Hull is a post-industrial city and it’s residents have been struggling through the hard economic times that come from a reduced reliance on it’s traditional industries. The economic uncertainty facing citizens led to the founding of this creative cryptocurrency, according to an article in The Guardian:

“In 2014, Lisa Bovill, a public servant specialising in welfare rights, and colleague Dave Shepherdson, decided to do something about it. If people could no longer afford the essentials of life – with catastrophic effects on individuals and communities – then what was needed was a new way of paying.

Their big idea was to use the same blockchain technology found in the digital cryptocurrency Bitcoin to generate a new kind of quantitative easing for the 99%. The difference was, their version, called HullCoin, would reward volunteers, not currency speculators.”

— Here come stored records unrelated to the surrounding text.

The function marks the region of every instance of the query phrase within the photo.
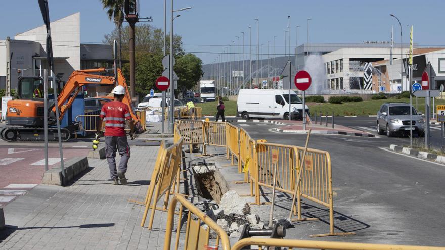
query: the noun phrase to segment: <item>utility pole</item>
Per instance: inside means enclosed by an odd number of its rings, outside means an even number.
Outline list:
[[[256,31],[256,84],[258,85],[259,88],[259,78],[258,73],[259,72],[259,19],[255,19],[257,22],[257,31]]]
[[[244,76],[245,75],[245,72],[244,72],[244,32],[241,31],[241,33],[243,33],[243,89],[244,88],[244,84],[246,81],[244,79]]]

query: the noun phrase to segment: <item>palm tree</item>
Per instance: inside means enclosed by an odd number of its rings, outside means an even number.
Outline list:
[[[110,20],[114,20],[119,30],[119,67],[122,68],[122,47],[121,46],[120,28],[123,22],[124,0],[101,0],[104,9],[107,9],[107,14]]]

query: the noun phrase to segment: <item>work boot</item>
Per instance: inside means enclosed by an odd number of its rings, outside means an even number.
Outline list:
[[[113,185],[119,185],[119,181],[117,180],[117,178],[113,180]]]
[[[118,172],[117,176],[119,176],[119,179],[120,179],[121,184],[122,184],[122,185],[127,184],[127,179],[125,177],[125,174],[121,172]]]

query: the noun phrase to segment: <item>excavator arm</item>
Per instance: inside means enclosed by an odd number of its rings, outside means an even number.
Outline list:
[[[60,94],[57,98],[57,106],[60,111],[59,119],[62,120],[67,111],[72,105],[77,94],[82,89],[82,86],[91,84],[116,85],[116,81],[114,77],[92,74],[92,73],[103,72],[106,70],[105,68],[100,68],[99,69],[76,70],[71,74],[63,89],[60,91]],[[123,100],[122,100],[122,103],[128,106],[130,114],[133,118],[135,124],[138,127],[138,125],[140,126],[140,119],[133,110],[131,105],[131,99],[128,92],[126,81],[123,77],[120,69],[118,69],[117,75],[118,85],[123,86],[125,89],[125,95]],[[55,114],[55,106],[52,108],[51,111],[53,114]]]

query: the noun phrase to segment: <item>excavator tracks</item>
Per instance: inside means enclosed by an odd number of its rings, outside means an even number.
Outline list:
[[[66,128],[60,129],[62,141],[68,141],[71,133]],[[48,141],[57,142],[59,136],[57,128],[48,128]],[[7,127],[0,132],[2,139],[10,142],[41,142],[45,141],[43,128]]]

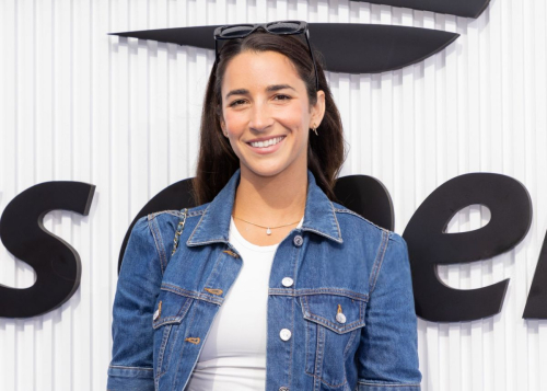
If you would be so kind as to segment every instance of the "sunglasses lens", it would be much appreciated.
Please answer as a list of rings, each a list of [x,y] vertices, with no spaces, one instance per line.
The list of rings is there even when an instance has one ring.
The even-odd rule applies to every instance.
[[[252,30],[252,25],[230,26],[224,28],[220,35],[224,38],[237,38],[247,35]]]
[[[300,23],[296,22],[276,22],[268,25],[268,31],[274,34],[290,34],[299,31]]]

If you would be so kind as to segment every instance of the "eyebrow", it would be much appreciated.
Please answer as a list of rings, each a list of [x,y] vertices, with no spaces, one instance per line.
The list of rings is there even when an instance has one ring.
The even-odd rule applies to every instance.
[[[266,92],[275,92],[284,89],[294,90],[294,88],[290,87],[289,84],[274,84],[274,85],[268,85],[266,88]],[[248,90],[246,89],[232,90],[226,94],[226,96],[224,96],[224,99],[228,100],[232,95],[245,95],[245,94],[248,94]]]

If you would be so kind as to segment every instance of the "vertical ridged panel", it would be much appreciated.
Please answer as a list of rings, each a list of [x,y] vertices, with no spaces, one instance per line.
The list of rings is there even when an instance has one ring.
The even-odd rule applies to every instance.
[[[547,230],[544,0],[496,0],[477,20],[347,0],[4,0],[0,212],[46,181],[88,182],[96,192],[88,217],[45,217],[45,227],[79,252],[81,285],[45,315],[0,320],[2,390],[105,389],[126,229],[148,199],[196,169],[214,54],[106,33],[282,19],[461,34],[405,69],[327,74],[349,147],[341,174],[373,175],[387,186],[399,233],[423,199],[454,176],[503,173],[527,187],[534,219],[521,244],[492,260],[439,267],[459,289],[511,278],[501,313],[452,324],[420,320],[419,354],[427,391],[545,388],[547,321],[522,320]],[[488,220],[486,208],[472,206],[449,231]],[[0,260],[0,284],[33,284],[32,268],[3,246]]]

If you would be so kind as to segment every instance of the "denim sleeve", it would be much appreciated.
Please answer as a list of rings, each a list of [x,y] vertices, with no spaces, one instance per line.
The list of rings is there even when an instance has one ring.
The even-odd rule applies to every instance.
[[[358,349],[359,391],[418,391],[417,319],[405,240],[384,231]]]
[[[124,253],[113,309],[112,391],[154,390],[152,317],[162,281],[154,223],[147,216],[137,220]]]

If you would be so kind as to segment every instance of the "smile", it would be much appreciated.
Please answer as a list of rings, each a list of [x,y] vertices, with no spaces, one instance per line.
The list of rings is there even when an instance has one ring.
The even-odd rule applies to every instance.
[[[248,142],[248,145],[251,147],[255,147],[255,148],[267,148],[267,147],[275,146],[275,145],[281,142],[281,140],[283,138],[284,138],[284,136],[275,137],[275,138],[270,138],[269,140],[266,140],[266,141]]]

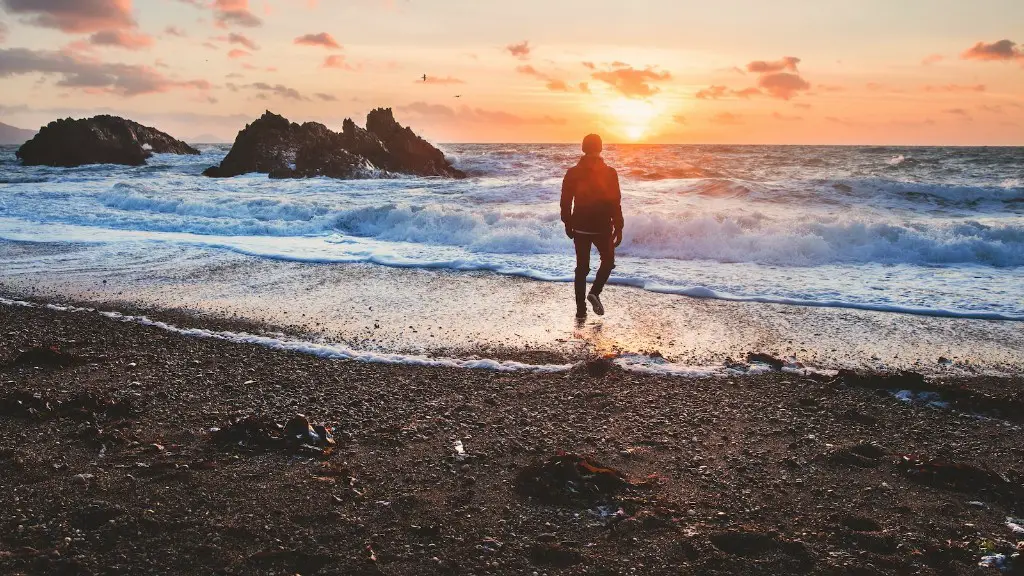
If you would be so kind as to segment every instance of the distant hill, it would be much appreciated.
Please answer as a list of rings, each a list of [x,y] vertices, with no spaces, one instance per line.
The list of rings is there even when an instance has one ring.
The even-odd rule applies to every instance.
[[[23,145],[36,135],[36,130],[15,128],[0,122],[0,146]]]

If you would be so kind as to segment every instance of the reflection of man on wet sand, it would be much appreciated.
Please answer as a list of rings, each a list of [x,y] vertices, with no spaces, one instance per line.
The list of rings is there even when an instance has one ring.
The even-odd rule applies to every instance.
[[[587,317],[587,302],[594,306],[594,314],[604,314],[601,290],[611,275],[611,269],[615,268],[615,247],[623,243],[618,173],[604,163],[601,149],[601,136],[590,134],[585,137],[584,157],[565,172],[562,179],[562,221],[565,223],[565,236],[572,239],[577,251],[577,318]],[[591,246],[597,247],[601,265],[588,295]]]

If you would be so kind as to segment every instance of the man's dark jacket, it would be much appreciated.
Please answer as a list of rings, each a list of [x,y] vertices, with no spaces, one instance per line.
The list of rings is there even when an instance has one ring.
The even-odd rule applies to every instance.
[[[622,199],[615,169],[600,156],[584,156],[562,179],[562,221],[575,232],[622,231]]]

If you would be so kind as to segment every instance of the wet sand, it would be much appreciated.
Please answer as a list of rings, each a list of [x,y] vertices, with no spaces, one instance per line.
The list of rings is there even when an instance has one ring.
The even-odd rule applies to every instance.
[[[1020,377],[903,402],[881,376],[343,362],[46,307],[0,306],[0,334],[2,573],[991,574],[1024,540]],[[330,453],[213,431],[298,413]]]
[[[1024,329],[1011,321],[729,302],[611,286],[603,297],[608,314],[578,326],[570,285],[492,273],[286,262],[162,244],[0,242],[0,290],[8,295],[174,318],[185,313],[199,325],[244,320],[386,354],[530,363],[598,354],[641,365],[664,357],[675,366],[721,368],[758,352],[826,370],[964,377],[1014,375],[1024,365]]]

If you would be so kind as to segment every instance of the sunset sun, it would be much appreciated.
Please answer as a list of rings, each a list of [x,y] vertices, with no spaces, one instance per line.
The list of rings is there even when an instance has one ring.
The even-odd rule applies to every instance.
[[[621,97],[607,105],[612,119],[612,128],[631,141],[639,141],[649,135],[659,111],[655,102],[639,98]]]

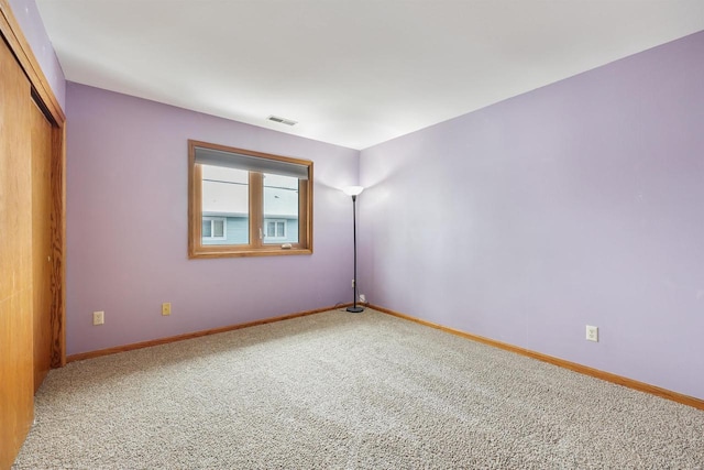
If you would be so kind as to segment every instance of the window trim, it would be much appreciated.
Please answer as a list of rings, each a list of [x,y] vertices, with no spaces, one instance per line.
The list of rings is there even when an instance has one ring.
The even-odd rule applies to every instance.
[[[308,168],[308,179],[298,181],[298,242],[264,243],[260,238],[264,230],[264,178],[262,173],[250,172],[250,243],[249,244],[202,244],[202,171],[196,163],[196,147],[212,149],[304,165]],[[312,254],[312,162],[289,156],[273,155],[251,150],[230,147],[208,142],[188,140],[188,258],[265,256],[287,254]]]

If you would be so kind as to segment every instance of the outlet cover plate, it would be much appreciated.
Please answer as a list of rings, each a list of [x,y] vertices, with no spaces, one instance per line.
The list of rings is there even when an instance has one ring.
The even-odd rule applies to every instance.
[[[586,340],[598,342],[598,328],[587,325],[586,326]]]
[[[105,311],[94,311],[92,313],[92,324],[94,325],[105,325],[106,323],[106,313]]]

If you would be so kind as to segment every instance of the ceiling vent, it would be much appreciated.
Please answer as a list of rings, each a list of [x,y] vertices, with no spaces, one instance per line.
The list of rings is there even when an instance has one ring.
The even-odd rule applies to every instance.
[[[270,116],[266,119],[268,119],[270,121],[278,122],[279,124],[286,124],[286,125],[296,125],[298,123],[297,121],[292,121],[290,119],[286,119],[286,118],[279,118],[278,116]]]

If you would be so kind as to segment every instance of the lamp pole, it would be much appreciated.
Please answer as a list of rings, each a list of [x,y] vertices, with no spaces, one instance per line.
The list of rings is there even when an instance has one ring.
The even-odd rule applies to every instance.
[[[364,188],[361,186],[351,186],[345,188],[344,192],[352,196],[352,240],[354,243],[354,278],[352,280],[352,284],[354,287],[354,300],[352,302],[352,306],[348,307],[348,311],[353,314],[360,314],[364,311],[364,307],[359,307],[356,305],[358,299],[358,286],[356,286],[356,197],[362,193]]]

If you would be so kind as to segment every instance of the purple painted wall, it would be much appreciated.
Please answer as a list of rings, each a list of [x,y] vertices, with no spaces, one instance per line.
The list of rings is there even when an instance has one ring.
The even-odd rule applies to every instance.
[[[361,292],[704,398],[703,57],[701,32],[362,151]]]
[[[58,103],[66,109],[66,79],[52,42],[46,34],[42,17],[34,0],[10,0],[10,9],[18,20],[34,56],[42,67]]]
[[[351,302],[358,151],[74,83],[67,105],[68,354]],[[188,139],[312,160],[314,254],[188,260]]]

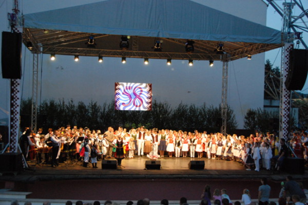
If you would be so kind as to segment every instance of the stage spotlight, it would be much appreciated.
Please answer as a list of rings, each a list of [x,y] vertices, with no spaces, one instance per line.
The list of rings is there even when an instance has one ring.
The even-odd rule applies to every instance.
[[[88,48],[95,48],[96,43],[94,42],[94,36],[90,36],[88,41],[86,43]]]
[[[50,54],[50,60],[55,60],[55,55],[54,55],[54,54]]]
[[[171,58],[169,58],[167,60],[167,64],[168,65],[171,65]]]
[[[155,45],[154,47],[152,47],[152,49],[154,49],[154,51],[157,52],[161,52],[162,51],[162,49],[163,49],[161,47],[162,41],[161,40],[157,40],[155,41]]]
[[[120,48],[122,49],[122,50],[127,50],[129,47],[129,43],[128,43],[128,38],[122,36],[121,38],[121,41],[120,42]]]
[[[79,61],[79,56],[78,55],[75,55],[75,58],[74,58],[75,61],[77,62]]]
[[[103,62],[103,57],[101,56],[99,56],[99,62],[100,63]]]
[[[192,60],[188,60],[188,65],[189,65],[189,66],[192,66],[192,65],[194,65],[194,62],[192,62]]]
[[[194,47],[195,41],[193,40],[187,40],[185,43],[185,50],[188,53],[194,52],[195,48]]]
[[[27,42],[27,48],[28,48],[28,49],[29,49],[30,51],[32,50],[32,49],[33,49],[33,45],[32,45],[31,41]]]
[[[210,60],[209,61],[209,66],[210,67],[213,67],[214,65],[214,60]]]
[[[217,49],[214,51],[216,51],[216,54],[222,55],[223,54],[223,44],[218,43],[217,44]]]
[[[126,58],[122,57],[122,63],[125,64],[126,63]]]

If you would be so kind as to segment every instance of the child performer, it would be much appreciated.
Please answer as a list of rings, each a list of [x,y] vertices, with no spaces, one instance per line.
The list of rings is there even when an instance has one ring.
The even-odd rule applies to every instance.
[[[196,141],[196,138],[195,136],[192,135],[190,132],[188,132],[188,136],[189,136],[189,156],[190,157],[195,157],[195,142]]]
[[[259,144],[258,142],[255,143],[255,148],[254,149],[254,155],[253,157],[255,161],[255,165],[256,165],[255,171],[257,171],[257,172],[260,171],[260,165],[259,164],[259,162],[260,159],[261,159],[259,145]]]
[[[182,142],[180,140],[179,135],[176,136],[176,157],[179,157],[181,153],[181,148],[182,147]]]
[[[134,138],[131,138],[129,140],[129,142],[128,143],[128,158],[133,158],[134,157],[134,152],[136,150],[136,145],[134,142]]]
[[[189,149],[190,142],[187,138],[187,135],[184,133],[183,135],[183,139],[182,140],[182,151],[183,152],[183,157],[186,157],[187,156],[187,152]]]
[[[167,145],[167,151],[169,157],[172,157],[175,151],[175,139],[172,133],[169,133],[168,136],[168,143]]]

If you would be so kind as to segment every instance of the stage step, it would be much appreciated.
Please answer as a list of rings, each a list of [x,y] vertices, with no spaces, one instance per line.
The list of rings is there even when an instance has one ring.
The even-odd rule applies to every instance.
[[[10,191],[9,189],[1,189],[0,198],[10,198],[19,200],[25,199],[26,196],[31,193],[31,192],[13,192]]]
[[[20,204],[24,204],[26,201],[30,201],[32,205],[42,205],[44,201],[47,201],[46,199],[30,199],[26,198],[26,196],[28,194],[31,194],[31,192],[12,192],[10,191],[10,190],[0,190],[0,205],[7,205],[10,204],[11,202],[14,200],[18,200]],[[308,196],[308,190],[305,189],[305,193],[306,195]],[[67,200],[71,200],[73,202],[73,204],[75,204],[77,200],[74,199],[50,199],[48,200],[50,201],[52,205],[63,205],[65,204],[65,202]],[[125,205],[127,201],[131,200],[128,199],[127,200],[114,200],[112,201],[114,202],[117,202],[120,205]],[[234,202],[236,201],[239,201],[240,202],[241,199],[234,200],[233,199],[232,201]],[[94,200],[82,200],[84,203],[93,203]],[[105,200],[100,200],[100,202],[101,204],[103,204]],[[134,204],[137,204],[137,200],[132,200]],[[179,205],[180,199],[178,200],[169,200],[169,205]],[[188,203],[189,205],[199,205],[201,200],[189,200]],[[258,202],[257,199],[252,199],[253,202]],[[278,204],[278,198],[271,198],[270,199],[271,201],[274,201]],[[213,201],[212,201],[213,203]],[[150,201],[150,204],[151,205],[160,205],[160,201],[152,200]],[[213,203],[214,204],[214,203]],[[243,204],[243,203],[242,203]]]

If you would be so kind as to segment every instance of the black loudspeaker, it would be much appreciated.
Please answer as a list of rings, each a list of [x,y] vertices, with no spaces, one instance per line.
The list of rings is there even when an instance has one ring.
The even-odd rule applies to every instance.
[[[188,167],[190,169],[204,169],[204,161],[190,161]]]
[[[160,169],[160,161],[145,161],[145,168],[146,169]]]
[[[22,153],[9,152],[0,154],[0,172],[16,173],[24,169]]]
[[[284,84],[289,90],[301,90],[307,78],[308,50],[292,49],[290,58],[290,70]]]
[[[21,79],[22,77],[22,34],[2,32],[1,55],[2,77]]]
[[[284,169],[290,174],[304,174],[303,158],[287,157],[284,161]]]
[[[118,167],[117,160],[102,160],[102,169],[116,169]]]

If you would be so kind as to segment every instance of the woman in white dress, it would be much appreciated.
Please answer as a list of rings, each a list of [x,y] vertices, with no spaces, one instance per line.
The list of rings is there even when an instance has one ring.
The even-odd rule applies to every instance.
[[[190,142],[187,137],[187,135],[184,133],[182,139],[182,151],[183,152],[183,157],[187,156],[187,152],[189,150],[189,145]]]
[[[172,133],[169,133],[167,140],[167,149],[169,157],[172,157],[173,153],[175,152],[175,138]]]

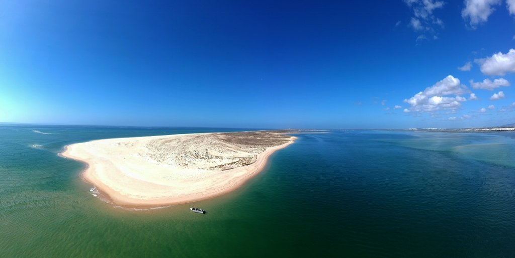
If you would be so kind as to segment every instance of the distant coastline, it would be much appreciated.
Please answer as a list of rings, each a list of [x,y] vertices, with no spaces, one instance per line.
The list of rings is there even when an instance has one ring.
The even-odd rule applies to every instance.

The idea behind the currency is that by engaging in social responsibilities within the community, residents would be able to offset some of the economic hardship they are facing while also bolstering small businesses in the local economy. The founders hope that this type of localized currency could “could one day become the ‘blood supply’ of a growing collaborative economy”. But will it catch on? Will it add value and ease to a sharing economy, or complicate it? How will the currency support itself, not being backed by any commodity? Why use a blockchain technology that many users don’t understand instead of a traditional payment system? HullCoin has a series of challenges to overcome to be successful, but if it can, it might just have profound effects on the community of a city and the well-being of it’s residents.